I told him: “Well, I am surprised
that you are surprised. I can’t even imagine that in the US there are schools
with metal detectors because the kids may be carrying firearms. When I was in
school, I had not even seen a firearm, except in parades.” This hit home more than I
had anticipated. The Chicagoan said, sheepishly, that it was true and he had
studied at such a school! I was surprised that he admitted that.
I wanted these people to know
that however superior they may feel to the rest of the world, they do not live
in a perfect country, either. I continued and said, “Well, you find it
difficult to understand Indian traffic. I don’t understand the American gun
culture at all - if culture is the right word to describe it. Thousands of
innocent people are killed and you don’t do anything about it! School
shootings, public shootings, and what not. Everyone claims that they have a gun
to protect themselves and as a deterrent. If that were the case, America would
be the safest place in the world. But it is the most unsafe in this respect.
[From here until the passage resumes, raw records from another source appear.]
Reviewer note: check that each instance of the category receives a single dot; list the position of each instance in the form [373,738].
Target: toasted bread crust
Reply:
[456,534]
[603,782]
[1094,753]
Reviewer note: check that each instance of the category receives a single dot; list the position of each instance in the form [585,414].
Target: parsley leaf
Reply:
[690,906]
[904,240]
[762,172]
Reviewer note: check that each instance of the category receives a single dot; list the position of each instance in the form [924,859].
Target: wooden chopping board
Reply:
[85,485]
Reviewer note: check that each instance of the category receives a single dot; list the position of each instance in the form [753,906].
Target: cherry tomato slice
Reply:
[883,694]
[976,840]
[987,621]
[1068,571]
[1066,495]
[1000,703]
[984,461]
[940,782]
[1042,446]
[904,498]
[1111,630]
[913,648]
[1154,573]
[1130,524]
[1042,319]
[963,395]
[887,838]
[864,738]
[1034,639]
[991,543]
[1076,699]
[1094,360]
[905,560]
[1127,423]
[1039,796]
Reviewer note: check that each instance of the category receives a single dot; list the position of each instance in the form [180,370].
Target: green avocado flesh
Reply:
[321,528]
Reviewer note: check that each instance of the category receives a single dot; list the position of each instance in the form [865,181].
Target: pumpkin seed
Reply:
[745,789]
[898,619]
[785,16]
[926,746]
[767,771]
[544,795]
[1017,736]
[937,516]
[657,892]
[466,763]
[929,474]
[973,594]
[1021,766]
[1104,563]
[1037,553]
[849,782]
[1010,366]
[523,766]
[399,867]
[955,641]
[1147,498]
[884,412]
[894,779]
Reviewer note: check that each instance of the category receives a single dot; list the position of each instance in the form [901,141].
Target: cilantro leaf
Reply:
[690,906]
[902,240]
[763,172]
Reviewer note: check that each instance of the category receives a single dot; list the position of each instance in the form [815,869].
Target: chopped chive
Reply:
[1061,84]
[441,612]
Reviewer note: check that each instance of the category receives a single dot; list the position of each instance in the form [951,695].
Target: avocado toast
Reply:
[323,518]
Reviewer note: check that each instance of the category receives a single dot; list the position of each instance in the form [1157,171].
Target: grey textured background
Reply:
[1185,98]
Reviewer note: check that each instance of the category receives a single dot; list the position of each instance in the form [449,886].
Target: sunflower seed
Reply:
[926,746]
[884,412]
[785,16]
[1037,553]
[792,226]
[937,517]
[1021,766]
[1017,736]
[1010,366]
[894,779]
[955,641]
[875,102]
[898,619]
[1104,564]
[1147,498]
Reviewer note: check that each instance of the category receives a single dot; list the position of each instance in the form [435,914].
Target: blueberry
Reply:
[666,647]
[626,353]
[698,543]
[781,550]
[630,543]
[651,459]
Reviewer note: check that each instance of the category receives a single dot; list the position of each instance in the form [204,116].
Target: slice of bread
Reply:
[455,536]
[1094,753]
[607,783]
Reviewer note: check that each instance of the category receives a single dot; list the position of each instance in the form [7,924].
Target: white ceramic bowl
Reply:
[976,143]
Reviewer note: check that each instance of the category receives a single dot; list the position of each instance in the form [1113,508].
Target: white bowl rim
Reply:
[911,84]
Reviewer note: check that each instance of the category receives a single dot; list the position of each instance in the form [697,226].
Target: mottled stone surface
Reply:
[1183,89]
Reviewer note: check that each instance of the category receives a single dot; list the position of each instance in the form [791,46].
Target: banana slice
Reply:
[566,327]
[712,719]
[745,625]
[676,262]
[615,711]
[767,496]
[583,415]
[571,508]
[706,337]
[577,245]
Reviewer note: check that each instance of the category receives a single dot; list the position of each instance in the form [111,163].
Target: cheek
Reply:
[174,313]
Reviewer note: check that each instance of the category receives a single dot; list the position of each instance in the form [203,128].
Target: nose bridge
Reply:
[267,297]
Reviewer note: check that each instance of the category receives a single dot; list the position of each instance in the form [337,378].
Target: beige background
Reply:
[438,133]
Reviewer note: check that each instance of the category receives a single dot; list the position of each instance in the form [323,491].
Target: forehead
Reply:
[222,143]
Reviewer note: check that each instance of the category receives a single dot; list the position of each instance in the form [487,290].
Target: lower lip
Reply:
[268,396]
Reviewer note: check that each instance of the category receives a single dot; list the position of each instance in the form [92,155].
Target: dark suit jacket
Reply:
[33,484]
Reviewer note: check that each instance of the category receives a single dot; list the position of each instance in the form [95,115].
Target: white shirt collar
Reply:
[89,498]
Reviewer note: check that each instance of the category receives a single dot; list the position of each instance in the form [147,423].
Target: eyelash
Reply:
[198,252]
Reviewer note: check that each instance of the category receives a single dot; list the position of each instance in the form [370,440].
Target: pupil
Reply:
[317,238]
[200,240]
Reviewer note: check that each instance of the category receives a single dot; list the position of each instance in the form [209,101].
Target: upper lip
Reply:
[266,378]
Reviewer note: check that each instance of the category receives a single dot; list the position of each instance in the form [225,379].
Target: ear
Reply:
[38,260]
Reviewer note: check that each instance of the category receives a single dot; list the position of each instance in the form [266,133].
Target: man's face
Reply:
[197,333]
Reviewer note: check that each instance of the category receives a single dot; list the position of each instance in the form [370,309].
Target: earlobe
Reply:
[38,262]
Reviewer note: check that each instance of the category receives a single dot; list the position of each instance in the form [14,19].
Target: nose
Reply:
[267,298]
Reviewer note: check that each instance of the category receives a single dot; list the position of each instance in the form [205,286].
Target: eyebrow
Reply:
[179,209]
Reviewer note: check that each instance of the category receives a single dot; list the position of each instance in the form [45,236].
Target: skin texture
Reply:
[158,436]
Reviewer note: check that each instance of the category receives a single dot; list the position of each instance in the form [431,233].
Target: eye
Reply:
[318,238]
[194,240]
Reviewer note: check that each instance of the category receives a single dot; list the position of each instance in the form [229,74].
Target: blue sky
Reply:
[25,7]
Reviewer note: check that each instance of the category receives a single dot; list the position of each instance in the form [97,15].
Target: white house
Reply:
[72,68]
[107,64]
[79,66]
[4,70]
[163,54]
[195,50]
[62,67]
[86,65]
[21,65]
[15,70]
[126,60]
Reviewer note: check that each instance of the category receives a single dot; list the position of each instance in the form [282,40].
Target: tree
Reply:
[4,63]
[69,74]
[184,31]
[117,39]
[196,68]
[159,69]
So, I understand that you do not understand many things Indian. No one
understands many things American.
Now the couple admit that they
own a gun too and looked as if they wanted to change the subject. I swallowed
the last of the beer in my glass and said, “Ready for dinner?” They were. Now I
donned the role of a culinary guide on Indian food. “No. No one eats such food
at home every day. No, all this is north Indian food and South Indian food is
very different . . .”
Thinking about the shootings,
what is less comprehensible is the inane (or do I mean insane?) words of
politicians. “The victims are in our thoughts. We pray for them.” Fat lot of
good it does to the victims, and more cruelly, to the bereaved families. What
could actually be done – greater controls on gun purchases, let alone
eliminating them, is never on the agenda!
PS. I used to blog fairly
regularly a long time ago. That was when reading was a major part of my day
job. Then, writing became the major part and I had stopped blogging. I had been
planning to write this up often – as often as the regular, almost ritualistic, bloodletting-through-gunfire,
that America indulges in. The latest one did trigger me into action.